Dornoch Starts, North Avenue Next

I covered the senior center groundbreaking for the Courier News Tuesday. Later I will give some blog thoughts on the experience. The project, with the senior center and a veterans’ center on the first floor and 63 two-bedroom condos on three floors above, is expected to be completed within a year. It is the first big project to get to the point of construction since Mayor Sharon Robinson-Briggs took office 18 months ago.

Next up is the North Avenue project. I actually had to review my own blog to remember what happened in May. The City Council held a closed executive session May 7 and an agenda session at which there was no mention of North Avenue. But on May 9, a redevelopment agreement for North Avenue was up for a vote. It was among nine items that were apparently discussed in closed session and then added to the May 9 agenda under Corporation Counsel items.

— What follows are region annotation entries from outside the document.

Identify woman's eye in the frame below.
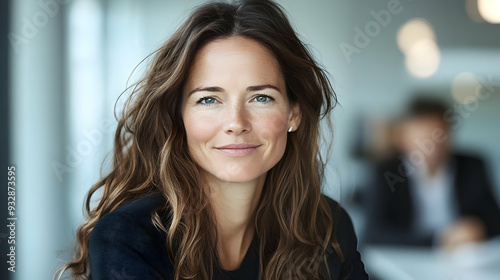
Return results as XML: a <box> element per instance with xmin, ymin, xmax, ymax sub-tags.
<box><xmin>254</xmin><ymin>95</ymin><xmax>274</xmax><ymax>103</ymax></box>
<box><xmin>196</xmin><ymin>97</ymin><xmax>217</xmax><ymax>105</ymax></box>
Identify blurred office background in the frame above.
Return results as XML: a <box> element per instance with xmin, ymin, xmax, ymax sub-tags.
<box><xmin>0</xmin><ymin>0</ymin><xmax>500</xmax><ymax>280</ymax></box>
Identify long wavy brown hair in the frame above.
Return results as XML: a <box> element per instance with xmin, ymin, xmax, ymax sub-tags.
<box><xmin>64</xmin><ymin>1</ymin><xmax>343</xmax><ymax>279</ymax></box>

There is nothing sinister about this. Matters involving litigation or contracts are normally settled in closed session before a public vote is taken. It was just that the bland wording – “Resolution authorizing the execution of a redeveloper’s agreement with redeveloper for the North Avenue Historic District Redevelopment Area and designating a redeveloper” – told the public nothing about the significance of the vote. The City Council was about to agree to a proposal to place more than 400 residential units, a 500-car parking garage and an entertainment center next to the city’s original, historic main train station.

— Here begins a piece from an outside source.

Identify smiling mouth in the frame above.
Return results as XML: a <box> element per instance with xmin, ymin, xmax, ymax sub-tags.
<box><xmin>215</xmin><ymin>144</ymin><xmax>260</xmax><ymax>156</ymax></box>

Councilman Cory Storch, perhaps for the benefit of the public, asked Corporation Counsel Dan Williamson to explain the nine items briefly. Besides some legal settlements and requests for legal defense for police officers, five of the items had to do with redevelopment. Several were of high significance, including authorization of an “in need of redevelopment” study involving almost 100 properties around the Netherwood train station.

Regarding North Avenue, two important additions may be made to the original redevelopment area. One involves the PNC Bank block and the other covers a city parking lot off East Second Street as well as buildings on Park and Watchung avenues, extending the North Avenue redevelopment area north and west.

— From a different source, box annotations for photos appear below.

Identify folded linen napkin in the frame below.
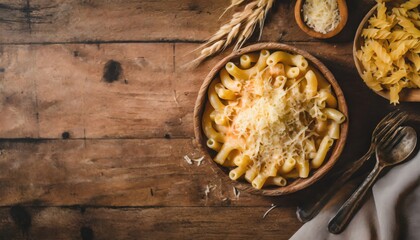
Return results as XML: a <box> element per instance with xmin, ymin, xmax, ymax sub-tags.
<box><xmin>291</xmin><ymin>149</ymin><xmax>420</xmax><ymax>240</ymax></box>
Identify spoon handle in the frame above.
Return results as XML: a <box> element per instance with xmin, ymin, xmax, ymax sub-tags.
<box><xmin>328</xmin><ymin>162</ymin><xmax>383</xmax><ymax>234</ymax></box>
<box><xmin>296</xmin><ymin>145</ymin><xmax>375</xmax><ymax>223</ymax></box>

I regret missing the mayor’s redevelopment forum, where I understand more was revealed about the scope of the North Avenue proposal.

The mayor has made a point of informing seniors every month about progress on the Dornoch Plainfield LLC senior center/condo proposal. The redevelopment forum may have helped the North Avenue merchant constituency understand the Landmark Development Corp. proposal. As Netherwood moves through the redevelopment process, starting with the needs study, business and property owners there deserve more information.

As a constituency, seniors are easily accessible. The mayor makes scheduled visits on first Tuesday of each month and 100 or more seniors are right there. For other constituencies, gathering for information is not so easy. Retail merchants and business owners don’t have a place to get together. So far, information has spread largely by networking on the phone, by e-mail or by distribution of flyers. Plaintalker tries to help out by sharing redevelopment news.

The forum appears to reflect the mayor’s increased desire to inform the public above and beyond the legal minimum of public hearing notices at stages of the redevelopment process. Future success in sharing details of each redevelopment scheme will most likely depend on the continued good will of the administration, the organizing power of the affected constituencies and the ability of news gatherers to research redevelopment documents.